HTC Vive System Requirements:
The parts we've chosen will meet the minimum requirements, and you'll also have a competent machine on which to play Grand Theft Auto V or The Witcher 3: Wild Hunt in good old 2D. Since our focus here is VR, we're leaving out the monitor - you can choose whichever size and type suits you best. The case, keyboard, mouse and speakers are also up to your personal preferences so feel free to swap out our picks. You might want more storage, or a UPS, so those can be added on.
We've chosen to go with Intel's current-gen Skylake CPUs and DDR4 RAM in the interest of future-proofing. You can easily swap the other components and add more RAM, but the processor and motherboard should serve well for years. AMD's pricing strategy in India leaves it without an equivalent to the GTX 970, so we went with the green team. Needless to say, our shopping list does not include parts designed for overclocking or any purpose beyond VR and gaming.

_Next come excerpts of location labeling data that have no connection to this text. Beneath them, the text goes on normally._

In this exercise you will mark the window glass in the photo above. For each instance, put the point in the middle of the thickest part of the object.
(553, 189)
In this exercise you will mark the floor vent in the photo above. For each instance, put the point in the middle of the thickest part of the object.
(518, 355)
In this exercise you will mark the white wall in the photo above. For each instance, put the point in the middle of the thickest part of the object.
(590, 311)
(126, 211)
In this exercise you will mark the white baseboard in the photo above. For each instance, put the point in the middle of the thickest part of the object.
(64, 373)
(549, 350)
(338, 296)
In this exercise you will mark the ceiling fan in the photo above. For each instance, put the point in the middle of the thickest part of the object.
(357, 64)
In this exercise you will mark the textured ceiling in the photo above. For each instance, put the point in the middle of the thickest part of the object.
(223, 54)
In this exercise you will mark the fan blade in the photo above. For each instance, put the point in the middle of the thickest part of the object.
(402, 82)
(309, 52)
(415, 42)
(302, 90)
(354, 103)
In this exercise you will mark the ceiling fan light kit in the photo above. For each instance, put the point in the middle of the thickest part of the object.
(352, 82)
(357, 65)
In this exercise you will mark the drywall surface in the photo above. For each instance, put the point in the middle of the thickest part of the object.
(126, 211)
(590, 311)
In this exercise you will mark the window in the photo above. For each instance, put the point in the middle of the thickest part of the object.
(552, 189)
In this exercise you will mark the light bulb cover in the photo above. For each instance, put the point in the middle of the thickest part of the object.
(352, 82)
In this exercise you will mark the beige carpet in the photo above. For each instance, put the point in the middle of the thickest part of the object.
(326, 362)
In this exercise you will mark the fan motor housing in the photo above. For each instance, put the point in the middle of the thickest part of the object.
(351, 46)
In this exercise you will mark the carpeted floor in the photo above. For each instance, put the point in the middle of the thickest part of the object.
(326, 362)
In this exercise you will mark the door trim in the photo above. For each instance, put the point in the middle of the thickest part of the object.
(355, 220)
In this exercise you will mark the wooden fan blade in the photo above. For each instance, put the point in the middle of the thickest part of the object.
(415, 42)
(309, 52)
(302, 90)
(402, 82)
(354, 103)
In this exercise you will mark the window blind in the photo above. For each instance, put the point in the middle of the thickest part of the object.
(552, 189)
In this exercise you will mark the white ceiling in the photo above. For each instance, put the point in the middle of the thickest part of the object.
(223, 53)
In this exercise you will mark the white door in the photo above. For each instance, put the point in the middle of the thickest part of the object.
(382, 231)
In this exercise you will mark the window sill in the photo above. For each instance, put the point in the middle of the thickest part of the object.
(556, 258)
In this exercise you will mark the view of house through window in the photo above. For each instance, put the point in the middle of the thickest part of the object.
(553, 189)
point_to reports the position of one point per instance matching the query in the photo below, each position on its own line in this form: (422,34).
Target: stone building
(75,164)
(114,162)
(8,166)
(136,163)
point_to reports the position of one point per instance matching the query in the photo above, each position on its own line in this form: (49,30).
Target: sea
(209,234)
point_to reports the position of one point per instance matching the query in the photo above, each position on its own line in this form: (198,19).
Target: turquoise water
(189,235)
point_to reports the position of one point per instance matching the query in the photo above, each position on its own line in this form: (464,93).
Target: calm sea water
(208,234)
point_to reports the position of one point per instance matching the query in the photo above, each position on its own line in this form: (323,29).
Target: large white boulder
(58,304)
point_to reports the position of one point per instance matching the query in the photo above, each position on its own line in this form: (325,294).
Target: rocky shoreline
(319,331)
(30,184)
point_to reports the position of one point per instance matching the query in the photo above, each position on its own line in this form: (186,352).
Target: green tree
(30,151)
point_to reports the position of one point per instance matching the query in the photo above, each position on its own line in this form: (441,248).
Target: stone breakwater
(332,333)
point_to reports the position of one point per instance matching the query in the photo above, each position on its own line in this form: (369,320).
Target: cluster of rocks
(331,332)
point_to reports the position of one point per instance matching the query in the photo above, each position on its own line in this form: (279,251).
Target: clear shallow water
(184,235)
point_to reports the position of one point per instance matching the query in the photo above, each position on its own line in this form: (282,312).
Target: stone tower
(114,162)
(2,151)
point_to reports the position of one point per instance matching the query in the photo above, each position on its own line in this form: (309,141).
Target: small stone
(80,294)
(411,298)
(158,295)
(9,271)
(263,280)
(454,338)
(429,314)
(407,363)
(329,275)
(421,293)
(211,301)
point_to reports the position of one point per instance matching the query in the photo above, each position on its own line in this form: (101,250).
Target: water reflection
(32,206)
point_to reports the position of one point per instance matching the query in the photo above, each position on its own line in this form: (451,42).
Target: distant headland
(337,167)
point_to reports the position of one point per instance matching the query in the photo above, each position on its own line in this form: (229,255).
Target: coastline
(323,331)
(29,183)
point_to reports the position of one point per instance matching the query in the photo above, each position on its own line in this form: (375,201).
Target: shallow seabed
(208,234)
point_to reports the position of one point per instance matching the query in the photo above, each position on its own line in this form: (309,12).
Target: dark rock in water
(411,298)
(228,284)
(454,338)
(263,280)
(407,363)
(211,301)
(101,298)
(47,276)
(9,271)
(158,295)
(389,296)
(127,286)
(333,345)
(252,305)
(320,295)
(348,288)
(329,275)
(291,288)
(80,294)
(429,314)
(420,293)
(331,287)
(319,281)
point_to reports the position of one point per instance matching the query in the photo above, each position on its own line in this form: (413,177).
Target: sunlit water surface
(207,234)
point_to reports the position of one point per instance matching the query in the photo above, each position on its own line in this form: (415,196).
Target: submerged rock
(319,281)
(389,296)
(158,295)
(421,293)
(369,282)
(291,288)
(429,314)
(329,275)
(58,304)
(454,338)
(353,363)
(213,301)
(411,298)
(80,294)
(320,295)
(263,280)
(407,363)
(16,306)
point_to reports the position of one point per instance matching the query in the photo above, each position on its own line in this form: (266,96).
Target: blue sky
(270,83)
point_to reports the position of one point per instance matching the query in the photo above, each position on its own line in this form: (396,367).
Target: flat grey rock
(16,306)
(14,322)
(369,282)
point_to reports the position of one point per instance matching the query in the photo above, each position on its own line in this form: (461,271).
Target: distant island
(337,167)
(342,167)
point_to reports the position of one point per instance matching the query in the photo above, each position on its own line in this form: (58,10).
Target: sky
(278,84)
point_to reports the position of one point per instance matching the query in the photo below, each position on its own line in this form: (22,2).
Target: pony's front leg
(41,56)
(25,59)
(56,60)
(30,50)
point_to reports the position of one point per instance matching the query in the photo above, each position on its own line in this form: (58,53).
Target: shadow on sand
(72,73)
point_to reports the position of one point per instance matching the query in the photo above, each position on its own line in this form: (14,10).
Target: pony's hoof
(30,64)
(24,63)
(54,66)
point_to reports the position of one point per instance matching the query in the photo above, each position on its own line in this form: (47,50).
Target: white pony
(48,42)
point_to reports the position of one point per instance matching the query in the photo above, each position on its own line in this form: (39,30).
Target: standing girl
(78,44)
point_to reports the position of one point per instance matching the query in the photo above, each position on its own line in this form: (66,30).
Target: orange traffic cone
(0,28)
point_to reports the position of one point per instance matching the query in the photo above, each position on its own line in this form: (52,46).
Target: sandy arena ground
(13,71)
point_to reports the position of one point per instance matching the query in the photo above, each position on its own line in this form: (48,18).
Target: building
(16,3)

All this works out to roughly Rs. 70,000, with prices sourced from Indian retail outlets. Prices will of course vary from place to place, and you can save quite a bit if you hunt around for bargains at known computer markets such as Nehru Place or Lamington Road, or wait for online sales.
The bigger picture
There's another reason that we've gone with an illustration of the current minimum spec rather than a wild, over-the-top gaming powerhouse: it's already on the expensive side by most standards, and it will change very soon. Both AMD and Nvidia will unveil their next-generation GPU lines at or before Computex, a little over a month from now, and we're expecting VR and AR to be at the centre of both companies' marketing. It's easy to assume that GPUs at least one rung lower than the GTX 970 will meet the minimum spec, and that alone could save you quite a bit of money.
Later this year, you can expect to see current-gen hardware going for less after new products hit the market - certain GTX 970 graphics cards are going for as little as Rs. 23,000 at brick-and-mortar stores if you know where to look. Core components such as processors and motherboards will be refreshed as well. The longer you wait, the less you'll pay - but that's always the early adopter's burden to bear.
2016 will be the year that VR becomes accessible, even if it doesn't become a must-have for every gamer and enthusiast. The cost of headsets will remain prohibitive, but at least everyone is on the same page regarding the minimum spec, and so you cannot go wrong if you follow our guide. All that's left for you to do is decide when you want to take the plunge.